Tomas Broedreskift, on his Equator Facebook page, reports, “Successful motor test with propeller mounted today with #engiro! Celebrating the milestone with some German (beer glass emoticon) this evening! (noise maker emoticons) Amazing to see the thing come alive at last.”
As the video shows, the Equator P2’s motor can be made to run in reverse, useful for backing out of moorages or avoiding river debris when the amphibian settles on the water. Engiro makes range extenders on a custom basis for a variety of applications including (surprise!) amphibious aircraft.
The Equator P2’s first long-distance trip, 1,361 kilometers (843 miles) from Norway to Aachen, Germany was obviously not by air, but by hand-crafted trailer, to Engiro’s headquarters where the motor tests took place. Following those tests, the hardy team will trek another 600 kilometers (373 miles) to Friedrichshafen, where the P2 will hold a place of honor at Aero17’s E-Flight Expo.

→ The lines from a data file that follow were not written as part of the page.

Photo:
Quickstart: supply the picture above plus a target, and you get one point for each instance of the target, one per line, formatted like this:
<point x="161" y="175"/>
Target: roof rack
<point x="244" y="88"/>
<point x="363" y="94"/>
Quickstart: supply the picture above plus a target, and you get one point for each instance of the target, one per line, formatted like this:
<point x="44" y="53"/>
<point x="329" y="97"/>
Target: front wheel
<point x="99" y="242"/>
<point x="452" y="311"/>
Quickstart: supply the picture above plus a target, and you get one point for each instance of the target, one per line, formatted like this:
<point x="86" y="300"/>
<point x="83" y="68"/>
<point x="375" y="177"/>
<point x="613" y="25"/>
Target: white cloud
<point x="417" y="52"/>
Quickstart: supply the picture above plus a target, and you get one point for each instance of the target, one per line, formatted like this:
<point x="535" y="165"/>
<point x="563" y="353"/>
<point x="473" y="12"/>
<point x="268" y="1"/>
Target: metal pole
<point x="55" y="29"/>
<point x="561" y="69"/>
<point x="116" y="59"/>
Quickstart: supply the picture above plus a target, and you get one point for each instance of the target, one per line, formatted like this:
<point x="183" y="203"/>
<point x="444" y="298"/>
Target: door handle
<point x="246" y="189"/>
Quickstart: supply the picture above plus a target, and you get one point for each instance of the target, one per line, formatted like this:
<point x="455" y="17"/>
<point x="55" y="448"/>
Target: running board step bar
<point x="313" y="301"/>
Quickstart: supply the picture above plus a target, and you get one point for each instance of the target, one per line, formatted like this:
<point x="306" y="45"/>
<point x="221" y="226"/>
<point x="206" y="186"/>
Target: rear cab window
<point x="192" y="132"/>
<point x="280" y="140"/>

Doubtless, attendees at Aero who find Hall 7 and booth 303 will be delighted by what they find.
The last part of seven years and 20,000 hours of building this unique aircraft were spent on the means of getting the P2 to Aero17. P2’s trailer is a custom-made item, with the aircraft’s components neatly tucked into fitted accommodations and covered by a form-fitted top, a bit like a short sailplane trailer. The team worked day and night to enable motor testing at Engiro and still leave time to haul the airplane south to the big event.
Living up to the “E” in E-Flight Expo, the Equator P2 will show that it is Ecological, Electrical, and perhaps a few steps ahead of Evolutionary. Equator’s Facebook page explains, “We’re a small start -up company with big dreams,” adding that the firm is, “Focusing on Automated, Efficient, Sustainable and Usable Air Vehicle Design.” The world is about to find out how correct that description truly is.